Norwest Venture Partners is following up a string of wins, including investments in FireEye Inc. and RetailMeNot Inc., with a new $1.2 billion fund.
The venture capital firm, founded in 1961 and financed almost entirely by Wells Fargo & Co., said today that it raised the same amount for its latest fund as for its previous pool in 2009. The Palo Alto, California-based firm manages a total of about $5 billion.
Like many venture groups across Silicon Valley, Norwest has profited from the most vibrant market for initial public offerings since the late 1990s dot-com bubble. In addition to reeling in gains from last year’s IPOs of security company FireEye and online Web provider RetailMeNot, Norwest backed Sabre Corp., the travel software and data company that sold shares last month.
Norwest’s three managing partners -- Promod Haque, Matt Howard and Jeff Crowe -- have all been at the firm for at least a decade, with Haque approaching his 25th anniversary.
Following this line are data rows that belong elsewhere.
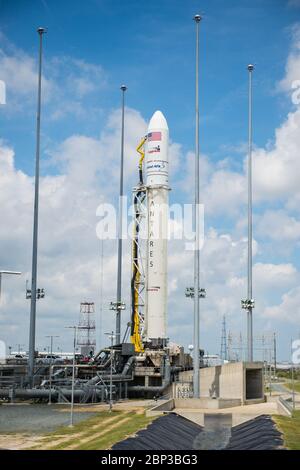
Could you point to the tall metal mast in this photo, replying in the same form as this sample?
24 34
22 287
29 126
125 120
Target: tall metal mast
196 385
119 305
249 293
31 360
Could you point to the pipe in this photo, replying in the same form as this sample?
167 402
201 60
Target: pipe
27 393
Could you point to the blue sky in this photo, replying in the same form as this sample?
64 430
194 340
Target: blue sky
150 46
91 48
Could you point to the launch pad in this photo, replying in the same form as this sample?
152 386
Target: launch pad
147 366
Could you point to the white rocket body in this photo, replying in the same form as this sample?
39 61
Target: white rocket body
157 182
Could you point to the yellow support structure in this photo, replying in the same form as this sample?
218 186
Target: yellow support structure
136 337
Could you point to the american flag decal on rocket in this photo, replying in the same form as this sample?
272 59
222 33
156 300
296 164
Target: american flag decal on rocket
154 136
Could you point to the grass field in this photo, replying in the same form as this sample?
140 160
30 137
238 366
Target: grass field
96 433
290 427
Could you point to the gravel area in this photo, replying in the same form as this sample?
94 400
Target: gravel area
37 419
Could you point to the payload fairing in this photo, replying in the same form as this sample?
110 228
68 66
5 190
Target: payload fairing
157 182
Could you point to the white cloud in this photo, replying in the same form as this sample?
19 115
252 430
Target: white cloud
66 82
288 309
279 226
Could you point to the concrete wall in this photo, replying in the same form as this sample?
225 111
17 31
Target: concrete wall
235 380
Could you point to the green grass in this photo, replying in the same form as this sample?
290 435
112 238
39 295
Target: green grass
134 423
289 385
290 428
125 430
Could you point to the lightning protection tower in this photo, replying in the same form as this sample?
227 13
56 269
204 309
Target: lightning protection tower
223 353
87 329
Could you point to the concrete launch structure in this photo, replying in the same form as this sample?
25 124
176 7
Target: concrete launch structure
157 182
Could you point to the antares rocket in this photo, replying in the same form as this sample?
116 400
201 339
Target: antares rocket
157 183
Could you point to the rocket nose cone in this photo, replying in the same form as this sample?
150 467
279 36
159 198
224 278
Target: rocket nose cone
158 121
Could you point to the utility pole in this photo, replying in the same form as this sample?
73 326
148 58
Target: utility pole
248 303
31 359
196 375
223 352
275 353
119 303
74 328
6 272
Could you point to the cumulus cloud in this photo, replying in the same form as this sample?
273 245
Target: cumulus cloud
67 82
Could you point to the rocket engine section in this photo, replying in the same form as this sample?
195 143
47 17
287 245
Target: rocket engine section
157 183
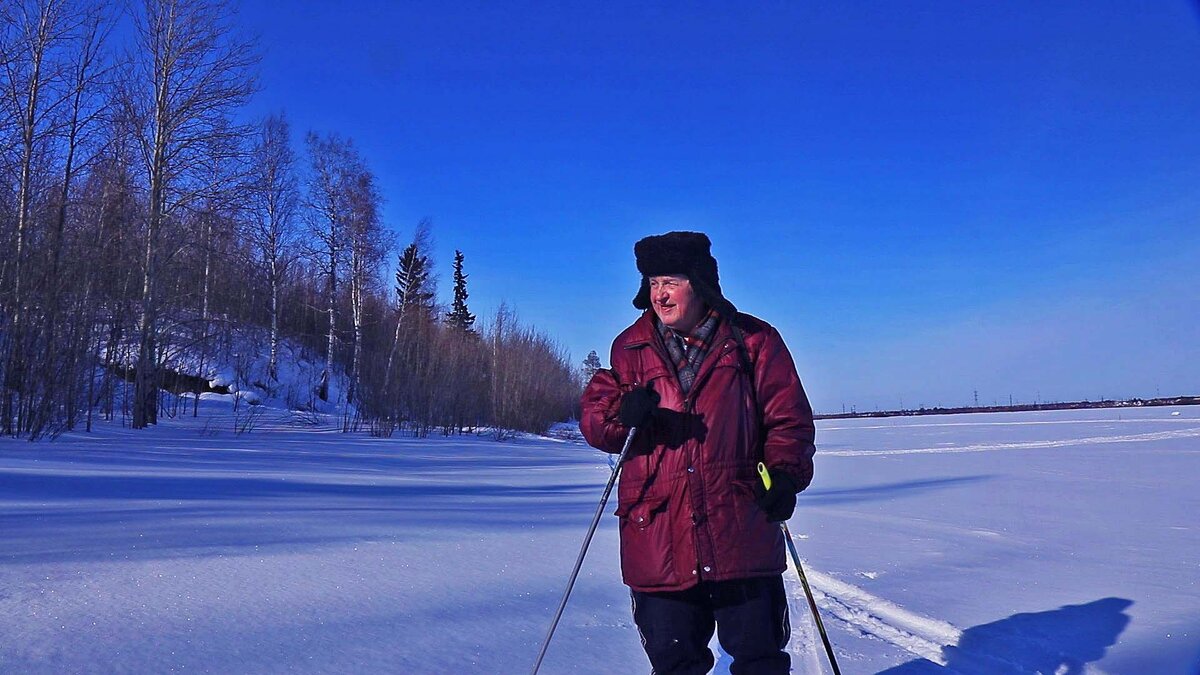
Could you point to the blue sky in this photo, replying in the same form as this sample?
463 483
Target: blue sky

Howard said the key to its success is staying steady through boom times and hard times.
“This is a 50-year-old firm, and we’ve been through four or five downturns,” Howard said. “We stay away from momentum investing.”
Norwest is poised to generate additional returns this year. It owns 19 percent of Mobile Iron Inc., a developer of software that helps companies protect data on smartphones, and 17 percent of LendingClub Corp., a provider of online peer-to-peer loans. Mobile Iron filed to go public in April and LendingClub’s offering is anticipated later this year.
The recent slump in technology stocks led Mobile Iron to delay its IPO and wait for better market conditions, people with knowledge of the matter said last week.
Norwest also backed e-retailer Gilt Groupe Inc., which is working with Goldman Sachs Group Inc.’s on its IPO, people familiar with the company said in February.